Study of 31 mainland cities finds people more likely to die from PM2.5 than tobacco use – and it didn’t even include the worst offending places
Air pollution kills more people than smoking in many cities on the mainland, a new study by Greenpeace and Peking University has found.
Tiny smog-inducing pollutants, known as PM2.5, led to about 257,000 premature deaths across the mainland’s 31 municipalities and provincial capitals in 2013, according to the study – an average of about 90 in every 100,000 deaths.
In 12 of the 31 cities, including Shijiazhuang , Nanjing , Tianjin and Chongqing , the mortality rate due to pollution was even worse. In these cities, at least 100 out of every 100,000 deaths were blamed on PM2.5.
Both these figures were higher than the official mortality rate of smoking – recorded in 2012 as about 70 in every 100,000, according to Greenpeace.
And the true scale of the problem could be even worse, because several of China’s most polluted cities, including those in Hebei province, were not included in the survey.
Fang Yuan, a Greenpeace spokesperson, said that despite many public complaints about Beijing’s smog problems, many other cities had performed much worse than the capital.
The study found that in Beijing, 79 out of every 100,000 people died prematurely as a result of air pollution – a lower rate than 21 of the other places featured.
Professor Pan Xiaochuan, of Peking University, said the survey team had tried to collect data for more than 100 cities. But they faced problems in some places, resulting in data that was incomplete or inconsistent.

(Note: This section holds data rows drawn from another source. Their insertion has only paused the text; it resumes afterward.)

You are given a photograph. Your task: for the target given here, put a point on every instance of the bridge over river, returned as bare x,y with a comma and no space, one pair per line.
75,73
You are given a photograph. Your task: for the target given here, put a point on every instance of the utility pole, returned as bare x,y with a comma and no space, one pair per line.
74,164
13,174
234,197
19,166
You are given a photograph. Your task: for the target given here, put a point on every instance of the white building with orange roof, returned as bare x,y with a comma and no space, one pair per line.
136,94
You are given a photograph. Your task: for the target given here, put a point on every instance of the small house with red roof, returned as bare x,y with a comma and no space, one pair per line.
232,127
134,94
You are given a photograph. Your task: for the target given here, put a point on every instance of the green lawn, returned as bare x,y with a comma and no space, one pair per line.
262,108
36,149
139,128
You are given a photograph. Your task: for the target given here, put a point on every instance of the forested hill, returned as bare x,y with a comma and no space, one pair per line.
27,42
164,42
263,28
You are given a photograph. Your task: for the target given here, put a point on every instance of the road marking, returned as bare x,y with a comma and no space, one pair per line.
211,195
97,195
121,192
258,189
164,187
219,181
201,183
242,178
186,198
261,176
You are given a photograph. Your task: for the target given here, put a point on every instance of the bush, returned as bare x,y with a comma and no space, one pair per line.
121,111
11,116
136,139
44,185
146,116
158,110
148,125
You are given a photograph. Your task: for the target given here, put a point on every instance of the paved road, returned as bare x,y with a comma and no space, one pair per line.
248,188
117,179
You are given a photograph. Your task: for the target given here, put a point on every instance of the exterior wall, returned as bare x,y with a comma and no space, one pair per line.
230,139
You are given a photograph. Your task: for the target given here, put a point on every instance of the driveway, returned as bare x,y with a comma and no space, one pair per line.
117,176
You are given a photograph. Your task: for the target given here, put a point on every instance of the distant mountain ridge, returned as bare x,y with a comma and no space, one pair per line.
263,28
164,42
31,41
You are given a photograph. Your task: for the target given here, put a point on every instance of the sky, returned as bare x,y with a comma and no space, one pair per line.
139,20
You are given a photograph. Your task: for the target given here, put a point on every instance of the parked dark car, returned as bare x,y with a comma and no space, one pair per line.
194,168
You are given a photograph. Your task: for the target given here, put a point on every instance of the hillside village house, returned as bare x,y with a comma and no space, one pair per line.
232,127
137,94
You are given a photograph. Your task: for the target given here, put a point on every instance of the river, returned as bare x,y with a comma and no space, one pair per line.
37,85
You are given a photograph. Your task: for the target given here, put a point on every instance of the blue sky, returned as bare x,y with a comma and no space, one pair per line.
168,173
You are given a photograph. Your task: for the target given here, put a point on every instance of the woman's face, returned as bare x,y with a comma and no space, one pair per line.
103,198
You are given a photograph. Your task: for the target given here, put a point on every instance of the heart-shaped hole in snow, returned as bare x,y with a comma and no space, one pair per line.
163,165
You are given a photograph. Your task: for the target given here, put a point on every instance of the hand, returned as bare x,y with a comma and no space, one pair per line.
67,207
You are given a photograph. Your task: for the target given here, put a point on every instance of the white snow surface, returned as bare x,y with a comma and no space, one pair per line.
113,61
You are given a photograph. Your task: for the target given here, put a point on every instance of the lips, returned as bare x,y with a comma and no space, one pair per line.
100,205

Policies to tackle air pollution were based mainly on the concentration levels of PM2.5, but city officials placed too little emphasis on the impact of air pollution on public health, Pan said.
PM2.5 are tiny particulate matter smaller than 2.5 microns in size that can lodge deep inside a person’s lungs.
About 21 cities have introduced plans to tackle air pollution and have set themselves reduction targets to be met by 2017.
However, Greenpeace said that even if such targets were met, only 26,000 deaths could be avoided annually.
This showed that China needed to beef up its efforts to reduce pollution, Greenpeace said.
As yet, there are no official statistics regarding premature deaths caused by air pollution.
In 2013, the Chinese Centre for Disease Control and Prevention launched a comprehensive study on the impact of smog on public health, but its results will not be ready until later this year.
Last year, former health minister Chen Zhu and three other authors estimated in The Lancet medical journal that air pollution caused 350,000 to 500,000 premature deaths a year. But an earlier study in the same journal said air pollution was responsible for 1.2 million premature deaths in 2010 alone.